Last Updated on July 19, 2016
A little more than seven years ago, my expenses dropped to ‘normal’ levels after my father passed away (post a prolonged battle with cancer). I had been in a regular position for less than two years then and was taking stock of my cash flow and investible surplus (money net of all expenses).
Immature me, I remember asking my mom a dumb question: “Why did you and appa not invest more when you were younger?”
She answered without batting an eyelid: “We (both worked) never earned enough”.
That felt like a slap to my face. I must have insulted her deeply.
I now realize that I was asking the wrong question.
The financial health of a family depends on its investible surplus at any point in time.
When the breadwinners work for a living, a good part of the surplus ought to be invested and not spent frivolously.
After retirement, the surplus could be invested or used in full to enjoy the finer pleasures of life.
Investible surplus is defined as
Surplus = Income – Expenses.
Interpreting this simple equation is a tricky and often a touchy subject.
You get a surplus if
1) you earn much more than you spend
or if
2) you spend much less than you earn
Unfortunately, there is a problem. The ugly truth is that these two conditions are not independent in practice.
You can spend much less than you earn only if you earn much more than you spend!
Distribution in income levels causes inequalities in society. However, all is not lost for those who earn less.
Consider a family (couple + 2 kids) whose sole breadwinner is in the 10% slab (or lower) and is likely to be in the same slab for the rest of
his/her life.
Can the couple expect to be financially independent after retirement?
Yes, if they expect to maintain their current lifestyle in retirement (and not dream of anything above that).
Yes, if they invest as much as they spend until the breadwinner retires.
But how practical is that?
The couple has two kids to parent. There is more to parenting than just taking care of the basic necessities of children. A parent will have to
indulge the children at least once in a while. They will have to support the kids dreams.
What if they decide to buy a small house? What if want to take a holiday? What if they want to spend a little extra during festivals?
Do we tell them that such things are luxuries and a strict no – no for them, because they are not earning enough?
Do we tell that the pleasures that rich and the affluent enjoy are beyond them even if they wish for it sporadically?
Financial advisory has to be clinical but who would have the heart to say such things to the family?
I don’t have an answer. However, I think there is one thing that MUST be said to such families:
Invest what you can, but invest it right, and as early as possible in productive assets. Never touch your investment unless absolutely necessary.
I write this post in the light of recent reactions to the post detailing the real-life experiences of two people who are financially independent:
I am miffed at comments which suggest that their financial independence is only because of their high income levels. Miffed because they could have been spendthrifts, locked their money in fixed deposits and still be chained to the desk.

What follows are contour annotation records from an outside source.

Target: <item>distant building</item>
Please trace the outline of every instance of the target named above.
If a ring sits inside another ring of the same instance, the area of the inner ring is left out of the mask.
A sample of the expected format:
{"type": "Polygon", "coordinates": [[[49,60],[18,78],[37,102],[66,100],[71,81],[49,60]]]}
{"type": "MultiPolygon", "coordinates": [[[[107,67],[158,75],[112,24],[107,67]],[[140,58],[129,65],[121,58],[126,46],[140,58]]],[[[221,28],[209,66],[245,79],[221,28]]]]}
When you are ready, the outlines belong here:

The primary reason they are financially independent today is because of their disciplined investing in aggressive assets.
Had they earned less, they could not have retired early. No question about that. That, however is not the point.
A disciplined person, who understands the value of investing in aggressive assets to the best of their ability is more than likely to be financiallyindependent when they stop working. That is what counts.
That is all that we can expect a breadwinner and his family to do, irrespective of their income level.
During the recently concluded IFA Galaxy meet, I was delighted to spend most the day with Subra. He narrated how the peon in his office has a corpus of a few lakhs (thanks to Subra’s counsel). When the peon learnt about the value of his corpus, he could not believe it.
Disciplined investing matters. Investing right matters. Financial independence is not an impossible dream. It is a dream that is far away.
Yes, the investible surplus determines the distance to the dream. Why harp on that?
We can only control the controllables, but control them we must, to the best of our ability.
That is the mistake my parents made. They never invested in a productive asset like equity to the best of their ability. The comfort with which they met ends during their earning years gradually withered away, thanks to inflation.
Aiming for eventual financial independence backed with meaningful effort is something that we all should strive for. Regardless of ourincome levels.
Not all of us can achieve early financial independence.
Not all of us can enjoy the same level of financial independence. Subra’s office peon cannot go on a vacation abroad.
That goes against the nature of our existence. Every aspect of our lives follows a distribution – a spread. ‘True’ equality is defined but its absence!
All this reminds me of this quote.
The worst form of inequality is to try to make unequal things equal – Aristotle.